Human-in-the-Loop LLM Grading for Handwritten Mathematics Assessments

This paper presents a scalable, human-in-the-loop workflow for grading handwritten mathematics assessments that leverages LLMs to reduce grading time by approximately 23% while maintaining fairness and accuracy comparable to manual grading.

Arne Vanhoyweghen, Vincent Holst, Melika Mobini, Lukas Van de Voorde, Tibo Vanleke, Bert Verbruggen, Brecht Verbeken, Andres Algaba, Sam Verboven, Marie-Anne Guerry, Filip Van Droogenbroeck, Vincent Ginis

Published 2026-03-16
📖 5 min read🧠 Deep dive

Imagine you are a teacher with 100 students. Every week, you give them a short, handwritten math quiz. You want to give them feedback quickly so they can learn, but grading 200 pages of messy handwriting takes hours. It's slow, tiring, and by the time you hand the papers back, the students have already forgotten the lesson.

Now, imagine a new tool: a super-smart AI robot that can read handwriting, understand math, and grade papers in seconds. But here's the catch: AI can sometimes make silly mistakes, get confused by bad handwriting, or be too generous.

This paper is about a team of researchers who built a "Human-in-the-Loop" system.

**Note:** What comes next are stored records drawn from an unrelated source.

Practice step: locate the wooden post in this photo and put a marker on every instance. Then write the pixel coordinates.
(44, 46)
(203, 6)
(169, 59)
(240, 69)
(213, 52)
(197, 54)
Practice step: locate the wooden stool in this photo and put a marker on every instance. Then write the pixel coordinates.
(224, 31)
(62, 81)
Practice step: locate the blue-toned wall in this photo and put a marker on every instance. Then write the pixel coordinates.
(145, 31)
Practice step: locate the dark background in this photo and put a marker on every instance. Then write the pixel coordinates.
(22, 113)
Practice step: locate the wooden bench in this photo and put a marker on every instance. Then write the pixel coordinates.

Think of it not as replacing the teacher with a robot, but as giving the teacher a super-powered co-pilot.

Here is how their system works, explained through simple analogies:

1. The Problem: The "Handwriting Mountain"

Teachers are drowning in a mountain of handwritten papers.

  • The Old Way: Teachers climb the mountain alone, grading every single paper. It takes forever.
  • The AI Risk: If you just let an AI grade everything, it might get tricked by a student who writes "5" when they meant "S," or it might hallucinate a correct answer where none exists.
  • The New Threat: Students are now using AI to do their homework at home, so teachers are forced to give in-class handwritten tests to see what students actually know. This creates more grading work, not less.

2. The Solution: The "Assembly Line" Workflow

The researchers built a factory line for grading that combines human brains with AI speed.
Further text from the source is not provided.